This guide covers importing a peptide dataset from a HELM file (CSV/Excel) or an SDF, supplying a monomer library, and configuring peptide-specific options.
The Peptide dataset type is only available when the peptide plugin is enabled for your organization. If you do not see it, contact your administrator.
Step 1: Open the New Dataset wizard
From the Home page, click the Create Dataset card (or New → Create Dataset in the left navigation). The New Dataset wizard opens with three steps: Dataset Information, Properties Configuration, and Import Status.
Step 2: Choose the Peptide dataset type
Under Dataset Type, select Peptide.

Then choose the target Project and the Dataset File.
Accepted file formats for peptides:
| Format | Notes |
|---|---|
CSV / Excel (.csv, .csv.gz, .xlsx) |
Tabular files with a HELM column (required columns ID, Name, HELM; extra columns become properties). HELM references monomers by symbol only, so a monomer library is needed for any monomer not already in the Monomer Service. |
SDF (.sdf, .sd, .sdf.gz, .sd.gz) |
A V3000 SDF that carries the peptides and a monomer template for each monomer. The embedded templates are used to register any missing monomers on the Monomer Service, so no separate monomer library is needed. |
Use the Download peptide dataset templates links (CSV / Excel) in the dialog to start from a correctly formatted file. A minimal row looks like PEP001, Example Peptide, PEPTIDE1{A.G.K.L}$$$$.
Step 3: Supply a monomer library (CSV/Excel imports only)
A Monomer Library File maps each monomer symbol to its chemical structure so Ideation can register monomers that are not yet in the Monomer Service. It is needed only for CSV/Excel (HELM) imports — HELM references monomers by symbol without carrying their structures — and the picker appears only for those files.

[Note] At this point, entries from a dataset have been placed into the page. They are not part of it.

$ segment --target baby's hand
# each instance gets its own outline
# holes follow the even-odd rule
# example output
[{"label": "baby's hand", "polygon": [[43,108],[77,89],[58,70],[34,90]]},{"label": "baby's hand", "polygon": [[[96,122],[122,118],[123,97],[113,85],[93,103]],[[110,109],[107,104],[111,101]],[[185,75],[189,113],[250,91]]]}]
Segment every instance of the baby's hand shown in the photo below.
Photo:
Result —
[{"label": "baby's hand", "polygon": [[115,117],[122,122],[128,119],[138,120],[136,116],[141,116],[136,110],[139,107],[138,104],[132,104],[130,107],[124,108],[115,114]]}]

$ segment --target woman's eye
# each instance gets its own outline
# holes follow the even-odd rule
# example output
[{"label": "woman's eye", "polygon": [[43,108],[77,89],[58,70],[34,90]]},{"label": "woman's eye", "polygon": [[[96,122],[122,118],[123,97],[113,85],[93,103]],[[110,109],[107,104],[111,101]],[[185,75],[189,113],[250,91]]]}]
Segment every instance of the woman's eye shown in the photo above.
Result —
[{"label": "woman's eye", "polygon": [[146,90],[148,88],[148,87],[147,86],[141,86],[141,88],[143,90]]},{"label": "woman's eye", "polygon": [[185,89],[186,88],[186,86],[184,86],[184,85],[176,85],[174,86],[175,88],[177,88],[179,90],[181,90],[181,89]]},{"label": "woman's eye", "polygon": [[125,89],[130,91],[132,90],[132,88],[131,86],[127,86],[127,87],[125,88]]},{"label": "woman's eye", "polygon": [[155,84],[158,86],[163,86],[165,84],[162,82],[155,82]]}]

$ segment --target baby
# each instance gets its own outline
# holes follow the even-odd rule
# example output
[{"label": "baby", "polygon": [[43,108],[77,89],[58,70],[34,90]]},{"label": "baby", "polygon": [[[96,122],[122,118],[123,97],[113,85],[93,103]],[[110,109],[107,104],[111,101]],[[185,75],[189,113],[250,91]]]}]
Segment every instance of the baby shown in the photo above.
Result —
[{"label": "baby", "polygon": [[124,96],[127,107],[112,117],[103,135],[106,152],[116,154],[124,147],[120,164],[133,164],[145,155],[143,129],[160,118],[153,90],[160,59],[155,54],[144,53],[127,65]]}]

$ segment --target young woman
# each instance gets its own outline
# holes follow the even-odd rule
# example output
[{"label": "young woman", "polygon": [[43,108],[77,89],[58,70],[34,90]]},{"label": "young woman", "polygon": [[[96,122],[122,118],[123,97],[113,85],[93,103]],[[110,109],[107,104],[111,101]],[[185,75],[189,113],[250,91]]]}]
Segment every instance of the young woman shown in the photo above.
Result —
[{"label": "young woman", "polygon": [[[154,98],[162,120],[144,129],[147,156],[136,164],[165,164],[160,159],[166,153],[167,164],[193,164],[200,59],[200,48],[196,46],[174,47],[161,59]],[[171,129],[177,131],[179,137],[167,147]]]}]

The library maps each monomer symbol to its structure. At minimum it needs aSymbol and a CTAB (structure) column; Name, Short Name, and Natural Analog are optional. It can be a CSV, Excel, or SDF file.
For SDF dataset imports you do not provide a monomer library. A V3000 SDF already embeds a monomer template for every monomer, and those templates are used to register any missing monomers on the Monomer Service automatically — which is why the picker does not appear for SDF files.
Step 4: Configure peptide-specific options
Click Next. On the Properties Configuration step, a Peptide Specific Configuration section appears:

- HELM Column — the column that holds the HELM sequence notation (tabular imports only; auto-detected when named
HELM). - Reference Peptide — the peptide used by default as the basis for SAR slides created from this dataset. You can change it later per report.
Select and configure at least one main property, then submit.
Step 5: Watch the import
The final Import Status step shows the peptide import timeline:
Initializing → Registering Monomers → Parsing Peptide Sequences → Ready
The Registering Monomers stage runs when a monomer library was supplied, or when the dataset is a V3000 SDF (whose embedded monomer templates are registered on the Monomer Service). When the dataset reaches Ready, it opens on the dataset page.
Registration only adds monomers that are new to the Monomer Service. Monomers whose symbol already exists there are used as-is and are never overwritten or updated — so a library or SDF cannot change a monomer that other datasets already rely on. The service also runs a duplication check on structure: if the same monomer is already registered under a different symbol, it is matched to that existing entry (as an alias) rather than registered again.
If some peptides reference monomers that could not be resolved, they are imported with their HELM sequence preserved but without full structure or properties, and the dataset is flagged with a skipped-structures warning. See How to Resolve Missing Monomers.